Smartbridge is the transitional frontend that is displayed to both 1) users that have smart TVs and internet connected STB (Set Top Boxes) capable of running our latest BBC applications such as Connected Red Button and the latest versions of iPlayer, and also 2) our traditional users that still have normal (un-smart) TVs that can only receive Broadcast Red Button (the service you get by pressing the red button on any BBC channel). Smartbridge is not a branded BBC product, it is the behind the scenes magic that helps ensure that we maintain the availability of traditional Red Button services as we simultaneously launch and develop Connected Red Button.

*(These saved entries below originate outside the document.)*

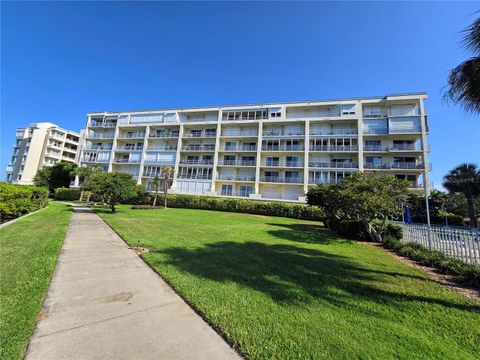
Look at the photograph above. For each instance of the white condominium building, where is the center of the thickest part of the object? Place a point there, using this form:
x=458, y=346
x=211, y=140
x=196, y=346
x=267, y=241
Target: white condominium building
x=39, y=145
x=273, y=151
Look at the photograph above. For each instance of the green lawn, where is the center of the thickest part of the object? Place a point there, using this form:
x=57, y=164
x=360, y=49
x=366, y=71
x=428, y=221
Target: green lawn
x=284, y=288
x=28, y=252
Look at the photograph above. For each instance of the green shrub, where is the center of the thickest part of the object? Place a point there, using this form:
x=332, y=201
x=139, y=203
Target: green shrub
x=441, y=262
x=17, y=200
x=296, y=211
x=67, y=194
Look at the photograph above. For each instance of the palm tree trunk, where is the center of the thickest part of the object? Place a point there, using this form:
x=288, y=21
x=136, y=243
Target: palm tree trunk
x=471, y=210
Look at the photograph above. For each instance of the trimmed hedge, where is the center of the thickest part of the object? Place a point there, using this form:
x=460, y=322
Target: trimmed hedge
x=441, y=262
x=296, y=211
x=18, y=200
x=67, y=194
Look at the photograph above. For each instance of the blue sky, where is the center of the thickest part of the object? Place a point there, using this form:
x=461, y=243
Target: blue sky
x=61, y=60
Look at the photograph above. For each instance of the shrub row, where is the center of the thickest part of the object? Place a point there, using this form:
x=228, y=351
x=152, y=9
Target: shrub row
x=18, y=200
x=67, y=194
x=441, y=262
x=296, y=211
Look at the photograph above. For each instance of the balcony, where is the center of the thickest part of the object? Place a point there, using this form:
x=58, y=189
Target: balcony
x=162, y=148
x=244, y=148
x=126, y=161
x=334, y=148
x=282, y=164
x=283, y=148
x=200, y=135
x=210, y=148
x=196, y=162
x=129, y=148
x=241, y=134
x=333, y=165
x=237, y=163
x=395, y=165
x=282, y=134
x=347, y=132
x=280, y=179
x=195, y=177
x=165, y=135
x=244, y=178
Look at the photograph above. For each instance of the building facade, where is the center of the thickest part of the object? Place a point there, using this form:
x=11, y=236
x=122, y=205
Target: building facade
x=272, y=151
x=39, y=145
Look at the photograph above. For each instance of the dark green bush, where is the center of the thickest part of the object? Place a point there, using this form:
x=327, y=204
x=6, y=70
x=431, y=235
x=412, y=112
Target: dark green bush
x=67, y=194
x=441, y=262
x=296, y=211
x=17, y=200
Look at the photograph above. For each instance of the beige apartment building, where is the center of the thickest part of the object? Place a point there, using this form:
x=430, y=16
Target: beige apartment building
x=39, y=145
x=271, y=151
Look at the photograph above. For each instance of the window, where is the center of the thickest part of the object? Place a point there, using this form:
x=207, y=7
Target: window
x=227, y=190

For several months this year I was working on Smarbridge. On Smartbridge, I was working to get the project released and out the door, which meant Java/Spring/Hibernate work, with MySQL database tinkering and some broadcast work configuring and testing the TVs that worked with Smartbridge. It was successfully released in October.
Device Hive is the working name for an BBC system that is an Android and iOS emulator and physical device testing platform. A server will run the Device Hive software, and mobile developers will be able to plug in their Android mobile or tablet or iPhone or iPad to the server via a USB cable, and choose an application to run on it, such as BBC iPlayer or BBC Radio Player. This application will then automatically be downloaded onto the device, and the automated Cucumber/Calabash test suite will be executed, which will step through every screen of the mobile application, triggering buttons, scrolling up and down and generally exercising every aspect of the mobile application. There will also be an option to run install and run applications on Android or iOS emulators, so we could have 10 emulators running at once, each running different segments of the automated test suite, and uploading the test results to a logging server.
Device Hive will mean, in particular, that we can test BBC mobile applications on the plethora of Android devices available, every make and model that we own of the different OS/hardware combinations can be plugged into a device hive server, and so we can see test runs for BBC iPlayer Android across all the different variations. This will mean we can help target a wider range of Android devices for new BBC iPlayer features, which will help ease the anger that some of our audience members feel because their specific Android iPlayer experience is not as good as the later models.
In October I moved departments from Television and Mobile Platforms to POD Test, and joined the new Device Hive team as lead developer. I am working in Ruby/Rails/Rspec/Cucumber and using Ubuntu Linux VMs and lots of Android and iOS devices to build up the system.
I have been continuing to work with Manchester University’s Ultimate Programming Society to organise and present talks to the students about working practices in software development that the BBC use. We have covered Behaviour Driven Development, Test Driven Development, Editors and IDEs and Agile Development Practices so far.
Generally I feel that I have worked on some pretty challenging projects this year, and I am very happy with being the lead developer on Device Hive, and look forward to making this project as useful and as powerful as I think it can be.